Is Your Honeymoon Really Necessary and My Wife’s Lodger feature very early performances from Diana Dors, and she stands out now as the best thing in both, poised and peroxide at 21 and demonstrating a comic versatility that wasn’t to re-emerge until her glam days were well behind her.
In the former, a frenetic bedroom farce adapted by a pre-Carry On Talbot Rothwell, she holds her own among a troupe of accomplished performers (Bonar Colleano, David Tomlinson, Sid James) as the trampy ex-wife of a US serviceman, who returns to London with a new spouse only to find he might still be married to the old one. In My Wife’s Lodger, she steals her scenes as the headstrong teenage daughter of demobbed Willie Higginbotham (lugubrious music hall turn Dominic Roche), who comes back ‘oop north’ after six years’ service to find himself cuckolded in his own house by Roger the Lodger (an impressively sleazy Leslie Dwyer). A treat for Dors fans (she even gives us a song), this double bill will also delight fervid collectors of long-forgotten British B-movies.
Fully illustrated booklet with detailed film notes and original promotional materials.
Film Description
This second release of the BFI’s pioneering Adelphi Collection brings two films directed by Maurice Elvey, Is Your Honeymoon Really Necessary? (1953) and My Wife's Lodger (1952).
Is Your Honeymoon Really Necessary? is a juicy, fast-moving bedroom farce featuring a sizzling performance from a young Diana Dors. American Army pilot Laurie Vining (Bonar Colleano) - on leave in London for his honeymoon - is hoping for a little rest and recreation. But his idyllic bliss is shattered abruptly when his stunning ex, Candy - saucily played with mischievous relish by Dors – unexpectedly arrives at his hotel, insisting that they're still man and wife. Under pressure to think quick and act fast, he enlists the assistance of his gum-chewing, wisecracking co-pilot Hank Hanlon (Sid James) and nervous, girl-shy lawyer Frank Betterton (David Tomlinson).
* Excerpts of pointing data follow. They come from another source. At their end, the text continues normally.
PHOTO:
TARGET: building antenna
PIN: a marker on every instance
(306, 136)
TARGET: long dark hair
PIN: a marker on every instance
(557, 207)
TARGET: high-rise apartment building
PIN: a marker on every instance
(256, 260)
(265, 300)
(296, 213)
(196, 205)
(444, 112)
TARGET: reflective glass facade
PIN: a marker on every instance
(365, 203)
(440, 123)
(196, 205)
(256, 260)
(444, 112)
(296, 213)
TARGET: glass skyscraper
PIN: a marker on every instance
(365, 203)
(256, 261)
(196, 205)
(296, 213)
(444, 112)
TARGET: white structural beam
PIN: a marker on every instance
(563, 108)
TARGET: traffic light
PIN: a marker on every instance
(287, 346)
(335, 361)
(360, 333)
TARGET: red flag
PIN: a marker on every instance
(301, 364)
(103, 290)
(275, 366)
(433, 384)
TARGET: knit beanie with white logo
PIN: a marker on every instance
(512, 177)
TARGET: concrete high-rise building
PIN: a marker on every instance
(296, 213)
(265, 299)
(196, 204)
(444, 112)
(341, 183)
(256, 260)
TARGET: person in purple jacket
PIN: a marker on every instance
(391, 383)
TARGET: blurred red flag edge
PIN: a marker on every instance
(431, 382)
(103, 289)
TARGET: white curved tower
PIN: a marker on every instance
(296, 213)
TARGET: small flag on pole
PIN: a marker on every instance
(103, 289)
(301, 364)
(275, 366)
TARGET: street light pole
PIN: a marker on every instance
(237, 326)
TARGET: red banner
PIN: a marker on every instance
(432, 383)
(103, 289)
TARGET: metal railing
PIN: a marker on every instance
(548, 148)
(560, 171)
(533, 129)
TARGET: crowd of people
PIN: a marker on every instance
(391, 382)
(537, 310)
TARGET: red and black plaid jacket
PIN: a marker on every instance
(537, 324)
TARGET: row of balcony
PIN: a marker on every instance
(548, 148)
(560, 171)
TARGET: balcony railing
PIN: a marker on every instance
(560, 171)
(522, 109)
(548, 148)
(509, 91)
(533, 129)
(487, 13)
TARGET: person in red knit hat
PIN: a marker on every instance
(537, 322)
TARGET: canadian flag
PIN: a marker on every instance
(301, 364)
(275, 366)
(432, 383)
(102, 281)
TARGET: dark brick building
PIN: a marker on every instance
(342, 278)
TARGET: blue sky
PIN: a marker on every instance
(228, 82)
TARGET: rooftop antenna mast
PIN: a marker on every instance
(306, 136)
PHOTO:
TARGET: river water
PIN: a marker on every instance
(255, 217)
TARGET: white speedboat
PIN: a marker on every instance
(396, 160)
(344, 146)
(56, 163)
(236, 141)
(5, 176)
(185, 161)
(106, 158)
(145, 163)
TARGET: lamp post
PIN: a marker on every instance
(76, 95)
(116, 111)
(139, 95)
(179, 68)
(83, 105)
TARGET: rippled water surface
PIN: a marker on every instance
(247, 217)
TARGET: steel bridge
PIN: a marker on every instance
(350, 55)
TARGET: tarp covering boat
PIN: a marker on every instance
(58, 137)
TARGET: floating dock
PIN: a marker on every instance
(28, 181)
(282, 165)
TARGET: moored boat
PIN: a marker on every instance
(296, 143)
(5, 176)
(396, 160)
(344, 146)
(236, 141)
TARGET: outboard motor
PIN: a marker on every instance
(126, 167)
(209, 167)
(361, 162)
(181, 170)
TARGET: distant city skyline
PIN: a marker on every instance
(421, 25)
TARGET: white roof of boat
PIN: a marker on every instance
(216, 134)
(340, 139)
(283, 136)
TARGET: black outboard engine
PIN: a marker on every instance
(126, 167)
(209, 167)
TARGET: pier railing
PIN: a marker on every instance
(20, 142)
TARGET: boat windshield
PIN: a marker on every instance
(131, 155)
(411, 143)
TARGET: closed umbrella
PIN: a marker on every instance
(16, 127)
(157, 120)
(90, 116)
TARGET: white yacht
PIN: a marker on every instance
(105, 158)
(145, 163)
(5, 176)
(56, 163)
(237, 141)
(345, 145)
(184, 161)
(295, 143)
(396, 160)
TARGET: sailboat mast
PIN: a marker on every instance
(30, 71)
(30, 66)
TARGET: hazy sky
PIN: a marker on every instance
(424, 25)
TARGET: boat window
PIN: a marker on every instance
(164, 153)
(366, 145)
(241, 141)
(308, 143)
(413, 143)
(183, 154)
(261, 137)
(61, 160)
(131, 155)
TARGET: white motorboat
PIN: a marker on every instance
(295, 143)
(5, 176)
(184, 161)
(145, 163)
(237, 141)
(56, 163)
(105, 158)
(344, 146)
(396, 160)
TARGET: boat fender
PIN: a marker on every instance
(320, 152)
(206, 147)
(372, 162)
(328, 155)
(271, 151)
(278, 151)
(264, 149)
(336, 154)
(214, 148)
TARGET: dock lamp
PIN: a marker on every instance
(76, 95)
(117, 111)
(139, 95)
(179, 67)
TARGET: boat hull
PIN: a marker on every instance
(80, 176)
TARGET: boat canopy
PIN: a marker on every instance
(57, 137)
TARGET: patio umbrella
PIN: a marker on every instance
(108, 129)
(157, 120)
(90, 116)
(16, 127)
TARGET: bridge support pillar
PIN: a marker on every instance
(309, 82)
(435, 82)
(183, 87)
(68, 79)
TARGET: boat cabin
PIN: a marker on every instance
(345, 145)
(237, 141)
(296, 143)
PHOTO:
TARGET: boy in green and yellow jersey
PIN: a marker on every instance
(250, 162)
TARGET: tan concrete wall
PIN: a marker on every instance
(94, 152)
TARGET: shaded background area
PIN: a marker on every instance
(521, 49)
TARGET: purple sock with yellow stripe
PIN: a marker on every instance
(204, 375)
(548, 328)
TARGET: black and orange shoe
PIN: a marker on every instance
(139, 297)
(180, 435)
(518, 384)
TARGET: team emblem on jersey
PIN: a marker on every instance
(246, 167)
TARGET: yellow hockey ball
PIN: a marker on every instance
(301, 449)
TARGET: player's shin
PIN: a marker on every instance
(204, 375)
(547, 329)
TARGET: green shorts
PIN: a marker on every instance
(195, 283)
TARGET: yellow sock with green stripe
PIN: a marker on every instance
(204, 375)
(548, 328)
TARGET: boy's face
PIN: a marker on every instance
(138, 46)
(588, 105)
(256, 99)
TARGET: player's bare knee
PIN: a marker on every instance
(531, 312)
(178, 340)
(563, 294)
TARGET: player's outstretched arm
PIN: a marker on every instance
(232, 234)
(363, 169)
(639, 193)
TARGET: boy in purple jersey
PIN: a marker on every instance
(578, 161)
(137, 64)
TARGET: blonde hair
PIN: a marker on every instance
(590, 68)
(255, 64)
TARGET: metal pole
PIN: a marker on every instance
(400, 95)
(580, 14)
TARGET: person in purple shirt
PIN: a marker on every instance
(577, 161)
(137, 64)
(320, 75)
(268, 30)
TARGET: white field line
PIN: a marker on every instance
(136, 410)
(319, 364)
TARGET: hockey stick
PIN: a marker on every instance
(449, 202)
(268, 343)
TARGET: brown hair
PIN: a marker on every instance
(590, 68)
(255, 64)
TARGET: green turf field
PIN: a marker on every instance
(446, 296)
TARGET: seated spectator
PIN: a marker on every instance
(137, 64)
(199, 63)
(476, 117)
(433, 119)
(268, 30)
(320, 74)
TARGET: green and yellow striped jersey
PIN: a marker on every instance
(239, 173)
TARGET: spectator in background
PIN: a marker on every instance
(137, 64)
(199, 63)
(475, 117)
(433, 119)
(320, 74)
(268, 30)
But his troubles have only just begun...
My Wife’s Lodger (1952) finds hapless soldier, Willie Higginbotham (Dominic Roche) return home after six years hoping for a hero’s welcome only to find that his home has become a boarding-house and Roger the Lodger (Leslie Dwyer) has got his arms around his wife and his feet under the table, while Willie’s ditzy daughter Eunice (Diana Dors) only wants to sing, dance and jitterbug!